Synapse-associated protein 1 (Syap1/BSTA) is the mammalian homologue of Sap47 (synapse-associated protein of 47 kDa) in Drosophila. Sap47 mutant larvae show reduced short-term synaptic plasticity and a defect in associative behavioral plasticity. In cultured adipocytes, Syap1 functions as part of a complex that phosphorylates protein kinase Bα/Akt1 (Akt1) at Ser473 and promotes differentiation. The role of Syap1 in the vertebrate nervous system is unknown. Here, we generated a Syap1 knock-out mouse and show that lack of Syap1 is compatible with viability and fertility. Adult knock-out mice show no overt defects in brain morphology. In wild-type brain, Syap1 is found widely distributed in synaptic neuropil, notably in regions rich in glutamatergic synapses, but also in perinuclear structures associated with the Golgi apparatus of specific groups of neuronal cell bodies.

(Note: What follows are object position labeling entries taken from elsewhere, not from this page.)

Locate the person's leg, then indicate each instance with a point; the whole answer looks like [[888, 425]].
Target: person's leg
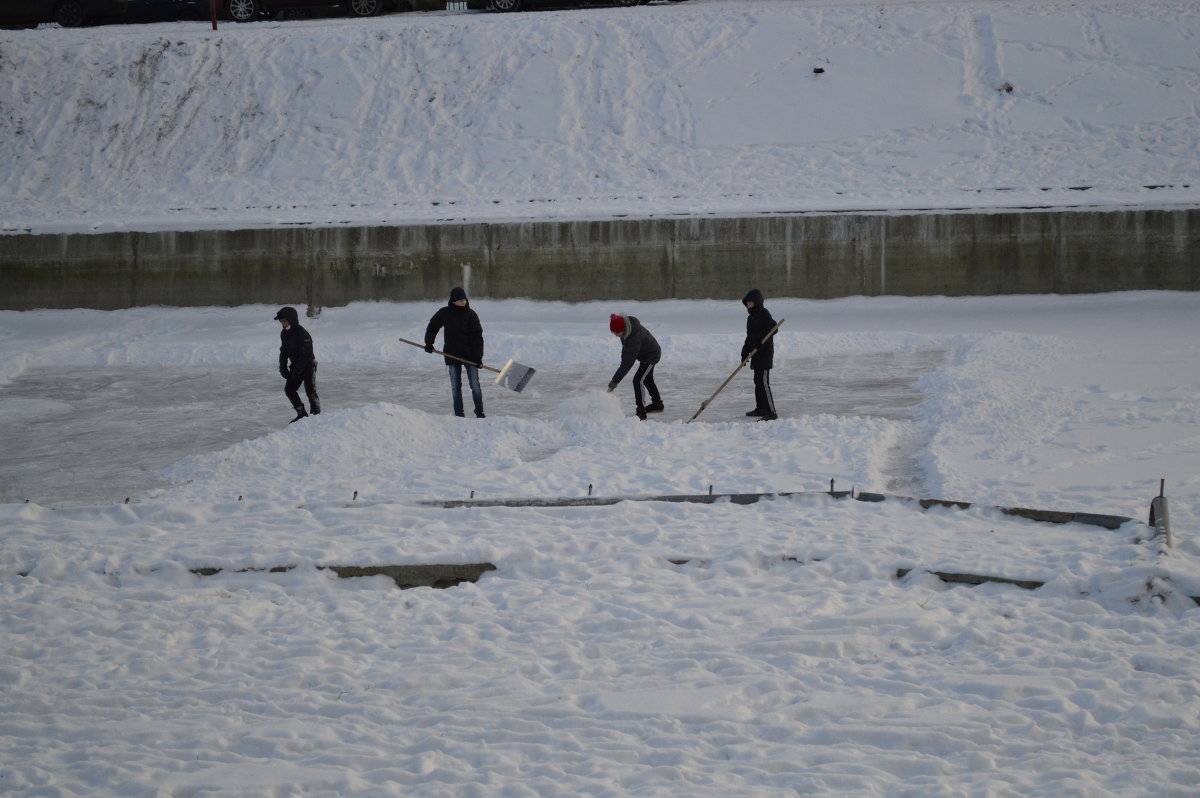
[[639, 396], [477, 394], [655, 405], [310, 389], [456, 387], [763, 397], [293, 394]]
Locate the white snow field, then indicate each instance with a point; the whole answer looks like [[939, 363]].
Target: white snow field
[[647, 648], [639, 649], [699, 107]]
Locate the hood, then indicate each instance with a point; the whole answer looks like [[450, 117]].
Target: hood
[[629, 323], [291, 315]]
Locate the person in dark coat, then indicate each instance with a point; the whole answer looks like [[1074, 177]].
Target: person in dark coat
[[759, 324], [298, 365], [636, 346], [462, 337]]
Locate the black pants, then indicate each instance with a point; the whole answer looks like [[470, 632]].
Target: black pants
[[309, 378], [645, 376], [763, 400]]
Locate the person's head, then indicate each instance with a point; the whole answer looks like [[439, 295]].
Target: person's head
[[287, 317], [617, 325]]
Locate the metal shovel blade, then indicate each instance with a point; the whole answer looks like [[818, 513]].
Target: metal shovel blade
[[514, 376]]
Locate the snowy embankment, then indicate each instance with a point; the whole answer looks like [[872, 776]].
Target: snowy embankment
[[711, 106]]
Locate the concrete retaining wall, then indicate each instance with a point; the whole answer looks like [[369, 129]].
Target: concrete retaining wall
[[811, 256]]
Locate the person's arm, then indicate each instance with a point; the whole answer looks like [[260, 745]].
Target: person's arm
[[477, 337], [303, 361], [628, 358], [431, 331]]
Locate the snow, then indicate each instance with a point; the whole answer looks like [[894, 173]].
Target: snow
[[642, 648], [700, 107]]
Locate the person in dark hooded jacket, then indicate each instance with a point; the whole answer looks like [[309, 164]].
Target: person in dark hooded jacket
[[298, 365], [759, 324], [636, 346], [462, 337]]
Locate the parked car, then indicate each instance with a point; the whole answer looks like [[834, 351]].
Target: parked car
[[69, 13], [521, 5], [252, 10]]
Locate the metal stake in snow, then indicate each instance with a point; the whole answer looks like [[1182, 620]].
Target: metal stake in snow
[[741, 366], [513, 376]]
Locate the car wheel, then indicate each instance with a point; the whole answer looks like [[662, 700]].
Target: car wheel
[[243, 10], [69, 13], [365, 7]]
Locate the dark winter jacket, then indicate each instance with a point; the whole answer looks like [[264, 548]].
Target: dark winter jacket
[[636, 346], [295, 346], [759, 324], [463, 334]]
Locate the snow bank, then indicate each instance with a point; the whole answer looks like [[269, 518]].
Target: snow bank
[[711, 106]]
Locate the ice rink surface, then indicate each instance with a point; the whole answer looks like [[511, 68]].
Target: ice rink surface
[[101, 435]]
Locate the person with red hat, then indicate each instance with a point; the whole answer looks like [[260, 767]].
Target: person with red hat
[[636, 346]]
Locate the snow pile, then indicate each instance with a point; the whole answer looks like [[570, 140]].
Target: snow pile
[[709, 106]]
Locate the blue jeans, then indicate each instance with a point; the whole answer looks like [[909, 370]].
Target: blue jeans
[[477, 394]]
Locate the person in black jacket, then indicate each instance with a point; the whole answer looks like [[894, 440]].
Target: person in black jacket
[[297, 363], [637, 345], [463, 337], [759, 324]]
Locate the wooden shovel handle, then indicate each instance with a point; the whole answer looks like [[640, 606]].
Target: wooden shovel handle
[[438, 352]]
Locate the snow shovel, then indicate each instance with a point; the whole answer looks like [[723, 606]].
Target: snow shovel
[[741, 366], [513, 376]]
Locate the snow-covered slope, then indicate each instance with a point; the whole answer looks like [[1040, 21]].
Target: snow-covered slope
[[711, 106]]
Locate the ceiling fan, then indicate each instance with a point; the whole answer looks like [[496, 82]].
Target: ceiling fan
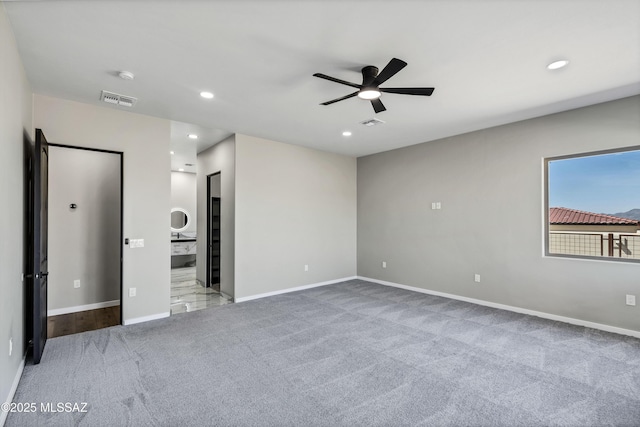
[[370, 88]]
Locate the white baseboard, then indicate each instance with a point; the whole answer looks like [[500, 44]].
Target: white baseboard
[[147, 318], [77, 308], [12, 391], [520, 310], [297, 288]]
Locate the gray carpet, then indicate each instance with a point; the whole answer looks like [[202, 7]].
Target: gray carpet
[[350, 354]]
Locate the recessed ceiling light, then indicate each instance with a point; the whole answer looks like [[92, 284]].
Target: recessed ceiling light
[[126, 75], [369, 93], [558, 64]]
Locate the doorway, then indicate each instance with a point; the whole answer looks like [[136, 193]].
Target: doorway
[[85, 235], [214, 199]]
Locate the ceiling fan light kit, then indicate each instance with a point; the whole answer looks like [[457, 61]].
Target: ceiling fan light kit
[[371, 80]]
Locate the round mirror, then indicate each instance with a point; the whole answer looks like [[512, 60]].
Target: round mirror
[[180, 220]]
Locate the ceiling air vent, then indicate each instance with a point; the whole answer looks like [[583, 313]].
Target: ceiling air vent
[[117, 99], [372, 122]]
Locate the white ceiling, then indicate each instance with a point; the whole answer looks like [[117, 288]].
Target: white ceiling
[[486, 58]]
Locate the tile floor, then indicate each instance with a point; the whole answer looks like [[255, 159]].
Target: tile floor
[[187, 295]]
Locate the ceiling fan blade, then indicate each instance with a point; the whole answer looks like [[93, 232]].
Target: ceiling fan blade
[[351, 95], [333, 79], [378, 106], [389, 71], [425, 91]]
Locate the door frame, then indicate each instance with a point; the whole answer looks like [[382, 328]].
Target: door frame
[[207, 282], [38, 283], [121, 154]]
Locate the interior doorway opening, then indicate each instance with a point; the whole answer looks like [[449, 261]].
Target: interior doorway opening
[[85, 235], [214, 201]]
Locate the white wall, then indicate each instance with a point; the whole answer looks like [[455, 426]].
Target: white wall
[[144, 141], [219, 158], [183, 195], [490, 184], [15, 123], [294, 206], [84, 243]]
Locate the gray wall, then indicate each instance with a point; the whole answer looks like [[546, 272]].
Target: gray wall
[[84, 243], [15, 121], [219, 158], [490, 184], [294, 206], [183, 195], [146, 195]]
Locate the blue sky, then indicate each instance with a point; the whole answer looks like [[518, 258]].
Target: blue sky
[[607, 183]]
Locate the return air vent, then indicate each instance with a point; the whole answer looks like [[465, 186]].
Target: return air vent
[[372, 122], [117, 99]]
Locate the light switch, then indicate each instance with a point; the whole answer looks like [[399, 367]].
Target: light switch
[[136, 243]]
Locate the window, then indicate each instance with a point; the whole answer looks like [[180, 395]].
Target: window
[[593, 205]]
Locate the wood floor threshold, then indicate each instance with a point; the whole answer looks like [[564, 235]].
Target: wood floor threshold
[[83, 321]]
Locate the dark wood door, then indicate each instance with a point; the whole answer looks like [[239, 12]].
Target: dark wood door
[[40, 253]]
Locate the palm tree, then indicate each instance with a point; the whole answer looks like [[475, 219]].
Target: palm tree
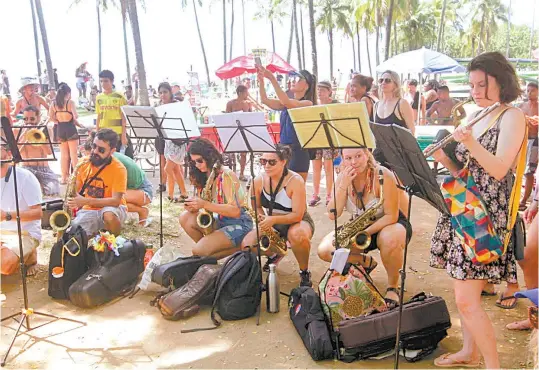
[[184, 6], [333, 15], [312, 30], [133, 16], [36, 40], [44, 40]]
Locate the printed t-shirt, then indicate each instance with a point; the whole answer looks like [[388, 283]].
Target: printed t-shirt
[[113, 179], [135, 175], [107, 107]]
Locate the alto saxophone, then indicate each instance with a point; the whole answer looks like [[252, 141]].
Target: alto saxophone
[[205, 218], [270, 239], [61, 219], [352, 234]]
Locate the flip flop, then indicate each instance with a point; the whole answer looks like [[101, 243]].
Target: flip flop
[[502, 299], [449, 362]]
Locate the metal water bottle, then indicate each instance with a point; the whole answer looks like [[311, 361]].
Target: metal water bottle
[[272, 291]]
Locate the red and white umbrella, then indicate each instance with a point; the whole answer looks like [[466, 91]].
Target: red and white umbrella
[[246, 63]]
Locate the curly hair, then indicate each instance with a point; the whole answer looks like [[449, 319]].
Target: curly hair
[[204, 148], [494, 64]]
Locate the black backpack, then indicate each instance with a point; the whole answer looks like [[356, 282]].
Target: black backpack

In cultured motoneurons, Syap1 is located in axons and growth cones and is enriched in a perinuclear region partially overlapping with Golgi markers. We studied in detail the influence of Syap1 knockdown and knockout on structure and development of these cells. Importantly, Syap1 knockout does not affect motoneuron survival or axon growth. Unexpectedly, neither knockdown nor knockout of Syap1 in cultured motoneurons is associated with reduced Ser473 or Thr308 phosphorylation of Akt. Our findings demonstrate a widespread expression of Syap1 in the mouse central nervous system with regionally specific distribution patterns as illustrated in particular for olfactory bulb, hippocampus, and cerebellum.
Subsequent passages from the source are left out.